Nós só vemos o eu e um gigantesco cagueiro à nossa frente,vítima mais que abusada da penetração grotesca a que é sujeito por parte do nosso majestoso caralho, mas lá no fundo sentimos que algo de errado se passa nas nossas costas. Temos todos medo de virar a cara e de ver os nossos pais, as nossas mães e os nossos irmãos a partirem-nos a anilha como se não houvesse amanhã!
Falta-vos raiva! “O medo corrói-vos o cérebro e danifica-vos os comportamentos”! Fodasse edgar, explica-me de que é feita esta gente! É só isto que há para ver?
Declara-te ligeiramente aborrecido com a situação ou com vontade de partir cabeças, agora não saias à rua com um martelo para o passeares entediado.
É o excesso de informação que te contém não é? As notícias do mundo tornaram-se na tua telenovela? sabe-te ao mesmo falar de milhares de mortes compactuadas pelo teu governo como das calças que queres comprar? tudo isto enquanto tomas um café com um amigo? Se encaras ambos os temas com a mesma leviandade e ainda assim estes pequenos assuntos consomem grande parte do teu dia e do teu discurso, desculpa a crueza, mas estás no abismo de uma overdose de informação e de morte cerebral induzida. Afunda-te na tua poltrona e acredita que o mundo que tu vês na televisão e lês no jornal é o teu mundo, um mundo que te é mostrado através de olhos que não são teus e que estão minguados de tanto filtro.
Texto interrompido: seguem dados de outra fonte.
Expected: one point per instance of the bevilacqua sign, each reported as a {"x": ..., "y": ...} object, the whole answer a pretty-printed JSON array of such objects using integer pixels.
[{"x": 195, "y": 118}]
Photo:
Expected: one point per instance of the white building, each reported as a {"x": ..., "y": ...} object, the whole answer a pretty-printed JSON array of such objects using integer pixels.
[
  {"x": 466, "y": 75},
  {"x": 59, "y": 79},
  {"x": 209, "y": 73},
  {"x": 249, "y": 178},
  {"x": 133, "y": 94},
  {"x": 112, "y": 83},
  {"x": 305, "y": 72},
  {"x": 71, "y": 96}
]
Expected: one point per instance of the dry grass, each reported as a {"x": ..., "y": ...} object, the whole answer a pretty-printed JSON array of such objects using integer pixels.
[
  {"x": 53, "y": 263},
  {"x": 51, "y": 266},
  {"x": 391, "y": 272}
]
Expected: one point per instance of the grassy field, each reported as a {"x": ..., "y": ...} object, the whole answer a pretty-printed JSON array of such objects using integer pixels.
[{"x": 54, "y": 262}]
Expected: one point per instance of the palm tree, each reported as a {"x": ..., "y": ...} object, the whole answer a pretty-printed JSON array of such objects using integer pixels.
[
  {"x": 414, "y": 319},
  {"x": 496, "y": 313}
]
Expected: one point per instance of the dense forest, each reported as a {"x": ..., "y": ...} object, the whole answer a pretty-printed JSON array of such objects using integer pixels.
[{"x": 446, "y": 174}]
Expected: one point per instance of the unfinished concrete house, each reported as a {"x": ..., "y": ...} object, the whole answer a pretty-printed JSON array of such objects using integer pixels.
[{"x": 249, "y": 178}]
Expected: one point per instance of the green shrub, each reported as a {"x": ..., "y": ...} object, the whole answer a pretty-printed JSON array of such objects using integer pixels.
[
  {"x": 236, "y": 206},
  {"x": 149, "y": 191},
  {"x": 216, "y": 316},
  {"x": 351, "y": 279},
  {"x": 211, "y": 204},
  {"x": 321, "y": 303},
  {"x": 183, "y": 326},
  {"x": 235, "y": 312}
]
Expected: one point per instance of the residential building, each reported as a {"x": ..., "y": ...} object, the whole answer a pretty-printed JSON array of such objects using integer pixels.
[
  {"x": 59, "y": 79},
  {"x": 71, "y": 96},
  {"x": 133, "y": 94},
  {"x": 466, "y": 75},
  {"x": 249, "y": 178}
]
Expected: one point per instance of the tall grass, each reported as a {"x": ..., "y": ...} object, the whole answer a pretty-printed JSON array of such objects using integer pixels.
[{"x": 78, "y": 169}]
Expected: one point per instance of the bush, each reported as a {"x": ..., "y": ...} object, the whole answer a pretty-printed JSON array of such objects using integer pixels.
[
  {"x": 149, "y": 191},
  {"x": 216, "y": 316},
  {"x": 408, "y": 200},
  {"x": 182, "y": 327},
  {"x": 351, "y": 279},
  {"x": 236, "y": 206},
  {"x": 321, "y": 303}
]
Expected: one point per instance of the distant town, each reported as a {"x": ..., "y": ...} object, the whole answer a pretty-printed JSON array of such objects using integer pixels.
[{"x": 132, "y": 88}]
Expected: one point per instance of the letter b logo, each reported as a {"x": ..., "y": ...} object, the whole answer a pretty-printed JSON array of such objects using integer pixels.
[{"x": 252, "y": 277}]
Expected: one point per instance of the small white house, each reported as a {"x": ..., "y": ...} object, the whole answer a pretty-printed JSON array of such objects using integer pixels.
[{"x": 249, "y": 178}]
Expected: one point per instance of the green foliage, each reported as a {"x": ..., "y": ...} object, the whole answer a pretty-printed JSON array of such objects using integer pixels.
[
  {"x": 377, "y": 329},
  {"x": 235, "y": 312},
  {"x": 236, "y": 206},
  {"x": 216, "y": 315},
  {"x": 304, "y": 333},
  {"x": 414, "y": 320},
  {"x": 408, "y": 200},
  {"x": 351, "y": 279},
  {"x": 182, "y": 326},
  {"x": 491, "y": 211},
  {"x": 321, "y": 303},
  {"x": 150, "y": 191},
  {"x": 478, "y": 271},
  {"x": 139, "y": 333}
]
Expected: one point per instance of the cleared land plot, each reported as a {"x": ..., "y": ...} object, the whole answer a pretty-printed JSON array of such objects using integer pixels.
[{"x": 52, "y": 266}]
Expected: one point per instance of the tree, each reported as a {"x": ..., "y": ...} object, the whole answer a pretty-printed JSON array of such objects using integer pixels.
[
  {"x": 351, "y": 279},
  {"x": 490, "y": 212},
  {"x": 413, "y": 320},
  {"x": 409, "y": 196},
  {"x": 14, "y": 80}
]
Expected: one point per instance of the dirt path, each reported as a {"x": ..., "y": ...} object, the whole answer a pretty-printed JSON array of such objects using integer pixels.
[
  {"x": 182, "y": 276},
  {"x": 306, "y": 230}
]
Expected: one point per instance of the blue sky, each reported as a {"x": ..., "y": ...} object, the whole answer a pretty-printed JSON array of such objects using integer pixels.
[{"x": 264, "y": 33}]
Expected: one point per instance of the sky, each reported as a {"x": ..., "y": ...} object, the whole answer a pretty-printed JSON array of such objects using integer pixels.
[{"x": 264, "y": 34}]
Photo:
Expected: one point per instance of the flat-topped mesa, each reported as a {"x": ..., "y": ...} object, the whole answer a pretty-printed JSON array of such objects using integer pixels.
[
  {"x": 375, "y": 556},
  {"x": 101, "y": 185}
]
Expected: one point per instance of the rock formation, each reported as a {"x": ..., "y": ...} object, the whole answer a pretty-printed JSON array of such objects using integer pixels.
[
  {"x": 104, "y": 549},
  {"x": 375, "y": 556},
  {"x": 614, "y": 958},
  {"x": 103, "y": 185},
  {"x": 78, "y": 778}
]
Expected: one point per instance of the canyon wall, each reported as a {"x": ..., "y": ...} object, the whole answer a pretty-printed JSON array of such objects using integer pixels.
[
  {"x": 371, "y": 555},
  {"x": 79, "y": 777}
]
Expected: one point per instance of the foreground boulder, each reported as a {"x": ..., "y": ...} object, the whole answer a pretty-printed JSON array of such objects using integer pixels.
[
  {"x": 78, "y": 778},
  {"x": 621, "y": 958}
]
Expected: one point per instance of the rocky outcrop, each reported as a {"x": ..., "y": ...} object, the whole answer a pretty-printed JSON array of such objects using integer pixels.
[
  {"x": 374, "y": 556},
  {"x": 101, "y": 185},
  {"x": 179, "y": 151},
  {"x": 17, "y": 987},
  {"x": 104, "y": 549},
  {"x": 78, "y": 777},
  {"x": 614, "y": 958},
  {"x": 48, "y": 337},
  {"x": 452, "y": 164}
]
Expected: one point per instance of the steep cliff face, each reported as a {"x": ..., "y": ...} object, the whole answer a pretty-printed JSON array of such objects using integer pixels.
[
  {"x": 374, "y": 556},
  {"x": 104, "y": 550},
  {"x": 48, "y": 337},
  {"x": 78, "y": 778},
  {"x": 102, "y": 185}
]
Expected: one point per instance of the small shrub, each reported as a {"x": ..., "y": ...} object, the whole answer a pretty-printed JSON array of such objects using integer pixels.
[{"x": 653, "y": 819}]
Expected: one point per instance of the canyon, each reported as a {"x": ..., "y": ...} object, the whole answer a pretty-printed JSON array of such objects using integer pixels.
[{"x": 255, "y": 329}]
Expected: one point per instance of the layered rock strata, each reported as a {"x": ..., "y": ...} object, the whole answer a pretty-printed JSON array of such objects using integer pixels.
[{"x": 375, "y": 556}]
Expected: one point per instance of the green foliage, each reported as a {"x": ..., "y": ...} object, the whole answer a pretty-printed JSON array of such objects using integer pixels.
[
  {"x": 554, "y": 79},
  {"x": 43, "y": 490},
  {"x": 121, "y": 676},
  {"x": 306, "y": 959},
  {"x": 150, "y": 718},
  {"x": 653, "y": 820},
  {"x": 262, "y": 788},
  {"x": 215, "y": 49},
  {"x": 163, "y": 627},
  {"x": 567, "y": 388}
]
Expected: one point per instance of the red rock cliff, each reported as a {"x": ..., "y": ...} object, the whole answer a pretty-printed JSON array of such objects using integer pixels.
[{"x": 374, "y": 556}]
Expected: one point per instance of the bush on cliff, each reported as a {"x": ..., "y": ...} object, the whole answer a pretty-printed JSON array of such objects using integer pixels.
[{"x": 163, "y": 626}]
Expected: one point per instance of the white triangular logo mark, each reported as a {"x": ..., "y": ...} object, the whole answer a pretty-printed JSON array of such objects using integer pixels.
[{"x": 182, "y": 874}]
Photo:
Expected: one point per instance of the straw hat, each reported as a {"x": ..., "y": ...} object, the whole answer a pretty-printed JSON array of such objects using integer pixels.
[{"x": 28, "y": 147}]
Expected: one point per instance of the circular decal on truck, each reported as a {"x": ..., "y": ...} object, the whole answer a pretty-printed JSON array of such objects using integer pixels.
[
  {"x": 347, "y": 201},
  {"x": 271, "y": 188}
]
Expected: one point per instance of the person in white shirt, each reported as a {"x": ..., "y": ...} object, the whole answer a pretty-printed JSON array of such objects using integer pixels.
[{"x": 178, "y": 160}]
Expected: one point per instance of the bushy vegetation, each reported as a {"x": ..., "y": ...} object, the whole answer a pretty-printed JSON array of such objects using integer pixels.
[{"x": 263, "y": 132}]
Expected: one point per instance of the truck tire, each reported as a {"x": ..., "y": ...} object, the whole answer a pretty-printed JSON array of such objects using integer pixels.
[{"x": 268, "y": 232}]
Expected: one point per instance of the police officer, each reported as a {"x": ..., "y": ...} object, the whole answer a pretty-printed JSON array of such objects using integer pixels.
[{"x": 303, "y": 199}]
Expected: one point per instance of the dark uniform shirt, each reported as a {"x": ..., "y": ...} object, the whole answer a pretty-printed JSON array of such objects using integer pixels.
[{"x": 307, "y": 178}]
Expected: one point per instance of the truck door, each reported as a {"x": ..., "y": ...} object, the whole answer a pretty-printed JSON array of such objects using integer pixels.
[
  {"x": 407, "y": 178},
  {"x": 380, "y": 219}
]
Agarra-te com força ás cordas que te prendem ao sofá. Amarrado, mas confortável o suficiente. Diverte-te.
No dia em que se passar algo puro, algo que venha do coração de cada um e que não se regule por comportamentos gastos de alcateia, ninguém se vai olhar nos olhos, toda a gente vai apedrejar e queimar e foder o que tem a foder e acredita que vai ser a melhor sensação da tua vida.